Jun, you're a funny, funny boy. I love that about ya.

You left out the best answer: 'It depends.'

Aikido is really kind of a generic term. Inasmuch as there IS a naming convention in Japanese budo, most ryuha are identified by lineage, then by the broader art and any other details (like perhaps the area from which it came).

For example: Takenouchi Ryu jujutsu, Itto Ryu kenjutsu, Shito Ryu karate, Kodokan judo (yes there are other types of judo), and so on.

So Ueshiba's aikido could be called Ueshiba-ha Daito Ryu jujutsu.

Aikido is a specialized subset of Japanese unarmed or lightly armed fighting arts, therefore it is jujutsu. It is derived from Daito Ryu, therefore the parent art is DRJJ. And it is Ueshiba's particular interpretation of that art, therefore, Ueshiba-ha.

He chose to call it aikido, sort of falling in line with Kano's rationale of using the term judo instead of jujutsu (although that distinction is really blurry, semantically and historically) after having called it Daito Ryu JJ, DR aikijujutsu, DR aiki budo, and other apellations. Eventually, he chose to break ties with Takeda and dropped the DR part in practical terms, but (as far as I know) never chose to rename the system formally. Aikido sort of stuck, despite it being non-specific.

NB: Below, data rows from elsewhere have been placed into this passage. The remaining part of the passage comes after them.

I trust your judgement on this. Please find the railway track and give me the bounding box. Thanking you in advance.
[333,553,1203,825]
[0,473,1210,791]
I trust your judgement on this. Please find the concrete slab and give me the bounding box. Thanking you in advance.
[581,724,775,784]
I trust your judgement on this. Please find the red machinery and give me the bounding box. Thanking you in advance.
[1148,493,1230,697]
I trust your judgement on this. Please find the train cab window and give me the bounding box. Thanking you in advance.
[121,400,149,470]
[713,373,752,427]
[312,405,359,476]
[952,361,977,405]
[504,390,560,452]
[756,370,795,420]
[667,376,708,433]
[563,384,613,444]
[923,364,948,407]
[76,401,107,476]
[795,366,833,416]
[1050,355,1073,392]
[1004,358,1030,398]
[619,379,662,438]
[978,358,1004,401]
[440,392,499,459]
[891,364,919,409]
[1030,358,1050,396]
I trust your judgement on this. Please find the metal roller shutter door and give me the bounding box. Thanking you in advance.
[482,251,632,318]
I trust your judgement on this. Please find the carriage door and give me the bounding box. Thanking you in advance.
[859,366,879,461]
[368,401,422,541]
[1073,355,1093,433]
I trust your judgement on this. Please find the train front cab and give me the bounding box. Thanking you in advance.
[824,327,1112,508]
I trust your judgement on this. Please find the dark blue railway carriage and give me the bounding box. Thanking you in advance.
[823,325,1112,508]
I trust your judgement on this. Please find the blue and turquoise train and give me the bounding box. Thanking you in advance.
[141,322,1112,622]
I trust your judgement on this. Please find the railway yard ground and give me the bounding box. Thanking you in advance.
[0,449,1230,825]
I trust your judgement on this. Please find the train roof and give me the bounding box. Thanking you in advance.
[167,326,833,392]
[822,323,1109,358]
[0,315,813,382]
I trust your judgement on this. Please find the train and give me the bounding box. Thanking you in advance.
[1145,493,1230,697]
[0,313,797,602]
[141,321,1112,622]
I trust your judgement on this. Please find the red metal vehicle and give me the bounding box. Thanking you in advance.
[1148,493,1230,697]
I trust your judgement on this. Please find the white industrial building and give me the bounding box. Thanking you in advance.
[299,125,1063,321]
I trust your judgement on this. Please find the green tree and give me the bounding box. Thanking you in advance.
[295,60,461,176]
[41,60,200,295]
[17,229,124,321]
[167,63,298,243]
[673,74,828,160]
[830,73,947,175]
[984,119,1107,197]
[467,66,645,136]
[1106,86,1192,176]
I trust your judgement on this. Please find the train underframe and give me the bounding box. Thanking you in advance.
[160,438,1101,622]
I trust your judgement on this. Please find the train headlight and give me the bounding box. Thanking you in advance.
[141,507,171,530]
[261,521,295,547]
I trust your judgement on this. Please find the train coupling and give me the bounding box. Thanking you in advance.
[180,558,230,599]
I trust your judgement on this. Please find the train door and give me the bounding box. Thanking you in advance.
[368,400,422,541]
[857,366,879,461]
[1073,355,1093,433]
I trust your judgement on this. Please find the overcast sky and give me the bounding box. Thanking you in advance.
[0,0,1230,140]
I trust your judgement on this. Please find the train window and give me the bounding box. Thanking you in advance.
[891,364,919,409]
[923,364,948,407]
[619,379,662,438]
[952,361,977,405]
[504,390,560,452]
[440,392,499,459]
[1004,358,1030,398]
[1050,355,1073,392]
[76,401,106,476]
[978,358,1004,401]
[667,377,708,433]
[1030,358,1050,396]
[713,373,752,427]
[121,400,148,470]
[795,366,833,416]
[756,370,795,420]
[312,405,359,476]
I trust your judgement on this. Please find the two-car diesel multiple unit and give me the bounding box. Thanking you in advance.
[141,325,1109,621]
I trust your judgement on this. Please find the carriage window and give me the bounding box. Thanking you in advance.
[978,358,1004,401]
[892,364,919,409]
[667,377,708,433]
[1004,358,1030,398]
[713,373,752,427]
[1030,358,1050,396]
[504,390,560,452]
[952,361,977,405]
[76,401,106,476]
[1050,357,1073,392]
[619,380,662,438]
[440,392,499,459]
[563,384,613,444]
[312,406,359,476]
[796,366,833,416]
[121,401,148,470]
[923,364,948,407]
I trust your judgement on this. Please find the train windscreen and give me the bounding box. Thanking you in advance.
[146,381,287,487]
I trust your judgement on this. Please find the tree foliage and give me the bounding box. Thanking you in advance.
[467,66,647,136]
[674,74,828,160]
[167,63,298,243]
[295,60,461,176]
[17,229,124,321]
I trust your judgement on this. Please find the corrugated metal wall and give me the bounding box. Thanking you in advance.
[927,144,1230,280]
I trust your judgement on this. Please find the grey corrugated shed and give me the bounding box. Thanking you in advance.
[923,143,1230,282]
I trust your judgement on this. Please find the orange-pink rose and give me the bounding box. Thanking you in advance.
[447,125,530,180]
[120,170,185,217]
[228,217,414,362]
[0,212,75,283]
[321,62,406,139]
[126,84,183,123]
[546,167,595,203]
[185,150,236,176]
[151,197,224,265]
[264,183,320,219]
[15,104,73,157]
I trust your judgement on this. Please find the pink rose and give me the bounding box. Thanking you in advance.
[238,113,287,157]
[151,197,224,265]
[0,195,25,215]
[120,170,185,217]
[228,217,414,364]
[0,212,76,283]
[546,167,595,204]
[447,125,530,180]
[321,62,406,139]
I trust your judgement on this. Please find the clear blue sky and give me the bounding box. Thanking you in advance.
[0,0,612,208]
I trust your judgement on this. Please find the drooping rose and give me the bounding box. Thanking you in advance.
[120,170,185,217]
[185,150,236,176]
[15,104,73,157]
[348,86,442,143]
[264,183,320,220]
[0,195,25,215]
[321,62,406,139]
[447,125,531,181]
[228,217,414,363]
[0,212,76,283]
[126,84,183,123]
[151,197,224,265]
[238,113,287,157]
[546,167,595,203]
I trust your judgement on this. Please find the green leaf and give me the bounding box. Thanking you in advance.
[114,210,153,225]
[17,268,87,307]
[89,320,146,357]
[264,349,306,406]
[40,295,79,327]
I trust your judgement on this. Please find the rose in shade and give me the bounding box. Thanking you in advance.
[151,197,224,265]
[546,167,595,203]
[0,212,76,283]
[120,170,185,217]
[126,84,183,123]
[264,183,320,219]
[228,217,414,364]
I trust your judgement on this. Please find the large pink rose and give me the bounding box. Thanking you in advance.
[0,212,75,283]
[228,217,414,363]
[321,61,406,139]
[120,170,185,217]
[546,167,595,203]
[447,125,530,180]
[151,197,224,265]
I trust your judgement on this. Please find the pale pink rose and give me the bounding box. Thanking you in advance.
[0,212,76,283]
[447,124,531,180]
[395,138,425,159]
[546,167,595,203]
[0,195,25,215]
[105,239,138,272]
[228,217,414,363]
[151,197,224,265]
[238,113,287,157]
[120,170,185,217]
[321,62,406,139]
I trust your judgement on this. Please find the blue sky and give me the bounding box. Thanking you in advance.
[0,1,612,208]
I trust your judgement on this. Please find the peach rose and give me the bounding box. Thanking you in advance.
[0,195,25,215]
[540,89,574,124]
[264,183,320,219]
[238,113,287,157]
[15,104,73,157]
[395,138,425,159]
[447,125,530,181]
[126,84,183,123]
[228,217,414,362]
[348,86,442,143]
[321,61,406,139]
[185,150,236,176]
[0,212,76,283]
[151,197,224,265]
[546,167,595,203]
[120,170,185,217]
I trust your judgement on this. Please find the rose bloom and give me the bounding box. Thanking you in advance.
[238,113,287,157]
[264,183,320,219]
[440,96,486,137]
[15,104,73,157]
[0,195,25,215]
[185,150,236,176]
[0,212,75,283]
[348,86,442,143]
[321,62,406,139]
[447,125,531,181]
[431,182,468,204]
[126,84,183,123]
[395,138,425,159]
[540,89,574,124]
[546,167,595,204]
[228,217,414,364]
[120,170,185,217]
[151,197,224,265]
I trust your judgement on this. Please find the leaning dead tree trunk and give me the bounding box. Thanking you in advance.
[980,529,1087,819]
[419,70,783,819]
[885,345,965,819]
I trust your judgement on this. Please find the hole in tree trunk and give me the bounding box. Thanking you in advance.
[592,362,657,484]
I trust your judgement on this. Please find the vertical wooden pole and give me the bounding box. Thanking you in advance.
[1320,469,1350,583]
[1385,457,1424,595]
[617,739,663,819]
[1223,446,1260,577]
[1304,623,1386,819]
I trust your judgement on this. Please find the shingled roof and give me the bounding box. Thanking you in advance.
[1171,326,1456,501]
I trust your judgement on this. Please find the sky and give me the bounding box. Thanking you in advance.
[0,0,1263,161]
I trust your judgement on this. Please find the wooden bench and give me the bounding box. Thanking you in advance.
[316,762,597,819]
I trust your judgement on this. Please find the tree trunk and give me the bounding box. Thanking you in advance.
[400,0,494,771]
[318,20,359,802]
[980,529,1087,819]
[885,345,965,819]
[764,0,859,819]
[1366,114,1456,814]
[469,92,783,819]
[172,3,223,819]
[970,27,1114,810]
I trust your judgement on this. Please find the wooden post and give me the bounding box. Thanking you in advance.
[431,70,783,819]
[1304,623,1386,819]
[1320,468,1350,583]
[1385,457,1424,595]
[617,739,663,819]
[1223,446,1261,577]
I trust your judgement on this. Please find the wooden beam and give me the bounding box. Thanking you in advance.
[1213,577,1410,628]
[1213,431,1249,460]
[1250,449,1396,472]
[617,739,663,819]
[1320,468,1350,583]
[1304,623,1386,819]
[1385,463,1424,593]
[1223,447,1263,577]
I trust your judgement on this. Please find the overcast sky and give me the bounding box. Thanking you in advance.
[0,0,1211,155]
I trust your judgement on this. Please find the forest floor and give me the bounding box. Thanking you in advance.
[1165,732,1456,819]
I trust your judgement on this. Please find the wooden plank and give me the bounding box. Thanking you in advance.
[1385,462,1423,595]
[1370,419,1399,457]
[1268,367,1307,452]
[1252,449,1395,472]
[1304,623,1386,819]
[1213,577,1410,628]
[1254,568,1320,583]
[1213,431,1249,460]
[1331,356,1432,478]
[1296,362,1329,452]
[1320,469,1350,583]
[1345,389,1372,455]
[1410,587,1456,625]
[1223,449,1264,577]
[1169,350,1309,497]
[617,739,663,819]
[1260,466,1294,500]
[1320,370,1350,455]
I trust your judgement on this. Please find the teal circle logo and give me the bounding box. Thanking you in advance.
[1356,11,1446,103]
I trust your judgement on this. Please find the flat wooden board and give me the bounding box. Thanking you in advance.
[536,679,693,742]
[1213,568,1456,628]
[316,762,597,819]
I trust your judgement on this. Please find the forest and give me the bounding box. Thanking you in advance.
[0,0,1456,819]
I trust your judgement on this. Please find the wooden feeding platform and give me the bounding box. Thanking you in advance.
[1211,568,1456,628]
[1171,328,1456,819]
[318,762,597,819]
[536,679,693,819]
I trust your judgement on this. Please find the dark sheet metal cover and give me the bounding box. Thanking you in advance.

There are folks in Japan (and elsewhere) practicing other jujutsu derivatives of DR who call (quite legitimately, I assure you) what they do aikido. Aikido, as a stand-alone term, is vague and sort of generic. Kinda of like saying 'karate' ... there are many variations, flavors and approaches and not all of 'em are Ueshiba-derived.

Is what _I_ do aikido? I practice a system of jujutsu, one that incorporates a concept we call 'aiki' and that contains portions of the curriculum we call aikijujutsu and aikijutsu (or aiki-ho -- not a typo, ho, meaning method). It is not specifically Ueshiba-derived. I tend to call what I do, budo, for simplicity. It is, more or less, a sogo budo -- a broad-spectrum, 'comprehensive' system -- that contains sub-systems of kempo (fist-method -- punch-kick stuff), weapons (sword, staff, and small weapons such as tessen and tanto) and the primary component: unarmed body arts.

However, my teacher spent some time in the late 50s/early 60s training with folks like K. Tohei and G. Shioda. Much of the taijutsu I practice today was flavored by those folks.

So ... I COULD call what I do aikido, if I wanted to (What did Pooh say about words?). And, indeed, Sensei would at times talk about aikido, but the curriculum I teach is broader than just the portion in which we explore the concept of aiki (though, arguably, it ALL encompasses aiki at some level).